A record number of Americans applied for British citizenship in the first three months of this year, and for the right to live and work in Britain indefinitely, according to official data.
In the year to March, 6,618 Americans applied for British citizenship, the highest annual figure since records began in 2004, according to statistics released by Britain’s Home Office on Thursday.
More than 1,900 of those applications were made between January and March — the highest number for any quarter on record.
Immigration lawyers said they had received an increased number of inquiries from people in the United States about possibly relocating to
Britain in the wake of President Trump’s re-election in November.
Muhunthan Paramesvaran, a senior immigration lawyer at Wilsons Solicitors in London, said that inquiries from Americans looking to settle in Britain had risen “in the immediate aftermath of the election and the various pronouncements that were made.”

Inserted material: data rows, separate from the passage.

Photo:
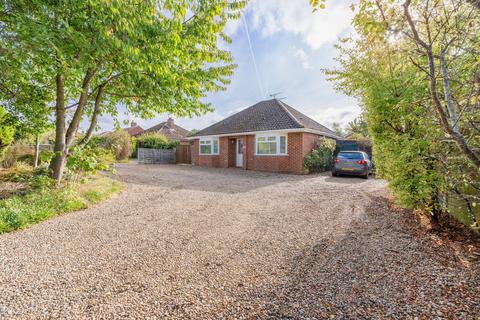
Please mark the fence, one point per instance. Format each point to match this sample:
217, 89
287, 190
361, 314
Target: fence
149, 156
183, 153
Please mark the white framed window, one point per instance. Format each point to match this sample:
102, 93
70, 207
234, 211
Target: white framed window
271, 144
209, 146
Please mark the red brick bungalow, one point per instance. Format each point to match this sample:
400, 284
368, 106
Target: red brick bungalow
268, 136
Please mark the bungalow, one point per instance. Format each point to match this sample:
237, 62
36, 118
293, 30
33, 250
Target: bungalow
170, 130
268, 136
134, 129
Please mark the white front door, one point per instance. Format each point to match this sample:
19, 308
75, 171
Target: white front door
239, 162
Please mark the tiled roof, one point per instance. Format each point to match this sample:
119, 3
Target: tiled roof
265, 116
134, 131
174, 133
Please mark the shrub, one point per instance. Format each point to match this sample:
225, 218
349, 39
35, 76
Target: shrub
17, 152
154, 141
87, 161
118, 142
321, 157
20, 211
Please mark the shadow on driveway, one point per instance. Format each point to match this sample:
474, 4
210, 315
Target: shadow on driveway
225, 180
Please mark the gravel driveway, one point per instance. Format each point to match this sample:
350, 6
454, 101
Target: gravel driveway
195, 243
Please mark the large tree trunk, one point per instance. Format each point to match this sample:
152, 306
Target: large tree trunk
459, 139
37, 150
96, 112
77, 116
58, 163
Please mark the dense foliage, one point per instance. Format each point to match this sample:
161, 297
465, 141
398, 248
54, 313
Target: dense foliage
6, 130
414, 67
82, 59
154, 141
41, 201
118, 142
321, 157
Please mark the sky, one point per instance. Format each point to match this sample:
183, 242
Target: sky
290, 46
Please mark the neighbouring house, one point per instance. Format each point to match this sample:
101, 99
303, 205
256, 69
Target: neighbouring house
134, 129
170, 130
268, 136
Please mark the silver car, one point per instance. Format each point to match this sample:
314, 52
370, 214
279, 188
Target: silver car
352, 163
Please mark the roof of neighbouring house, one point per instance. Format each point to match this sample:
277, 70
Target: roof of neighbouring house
172, 131
266, 115
134, 131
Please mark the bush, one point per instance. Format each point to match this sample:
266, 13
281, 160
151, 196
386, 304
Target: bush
321, 157
38, 205
119, 142
154, 141
88, 160
17, 152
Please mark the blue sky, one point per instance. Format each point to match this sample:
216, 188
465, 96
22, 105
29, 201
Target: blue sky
290, 44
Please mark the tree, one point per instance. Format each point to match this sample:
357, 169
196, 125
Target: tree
358, 127
147, 56
6, 130
414, 68
337, 128
192, 132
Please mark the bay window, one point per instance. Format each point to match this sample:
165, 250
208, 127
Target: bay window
209, 146
273, 144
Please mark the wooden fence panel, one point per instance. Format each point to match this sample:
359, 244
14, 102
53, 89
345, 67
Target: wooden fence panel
183, 154
150, 156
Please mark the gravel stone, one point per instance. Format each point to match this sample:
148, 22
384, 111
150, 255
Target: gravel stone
185, 242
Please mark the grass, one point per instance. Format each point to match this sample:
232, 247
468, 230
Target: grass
40, 204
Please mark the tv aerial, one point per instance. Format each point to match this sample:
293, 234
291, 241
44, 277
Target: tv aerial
274, 96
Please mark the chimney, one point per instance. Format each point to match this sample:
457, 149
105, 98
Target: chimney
170, 122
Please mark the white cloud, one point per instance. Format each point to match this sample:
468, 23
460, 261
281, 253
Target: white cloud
302, 55
324, 26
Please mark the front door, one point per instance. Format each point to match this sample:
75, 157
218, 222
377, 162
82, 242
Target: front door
239, 162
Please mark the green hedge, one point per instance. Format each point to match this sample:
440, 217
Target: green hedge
321, 157
153, 141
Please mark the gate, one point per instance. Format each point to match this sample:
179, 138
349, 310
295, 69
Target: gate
148, 156
183, 154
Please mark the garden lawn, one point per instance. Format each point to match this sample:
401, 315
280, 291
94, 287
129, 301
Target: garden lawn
20, 211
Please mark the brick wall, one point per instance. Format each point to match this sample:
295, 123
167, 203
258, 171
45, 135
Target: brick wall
299, 145
217, 161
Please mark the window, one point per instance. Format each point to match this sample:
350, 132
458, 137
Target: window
209, 146
271, 145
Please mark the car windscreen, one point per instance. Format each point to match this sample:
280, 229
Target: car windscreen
350, 156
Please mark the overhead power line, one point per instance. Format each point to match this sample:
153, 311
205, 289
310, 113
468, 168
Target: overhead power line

“There’s definitely been an uptick in inquiries from U.S. nationals,” he said. “People who were already here may have been thinking, ‘I want the option of dual citizenship in the event that I don’t want to go back to the U.S.’”
The rise in British citizenship applications from Americans took place against a backdrop of similar increases from across the world, but the global rate — 9.5 percent year-on-year — was far outpaced by the 30 percent jump from the United States.
Zeena Luchowa, a partner at Laura Devine Immigration, a law firm that specializes in American migration to Britain, said she expected further increases in the coming months because of the “political landscape” in America.
“We’ve seen increases in inquiries and applications not just for U.S. nationals, but for U.S. residents of other nationalities who are currently in the U.S. but looking at plans to settle in the U.K.,” she added. “The queries we’re seeing are not necessarily about British citizenship — it’s more about seeking to relocate.”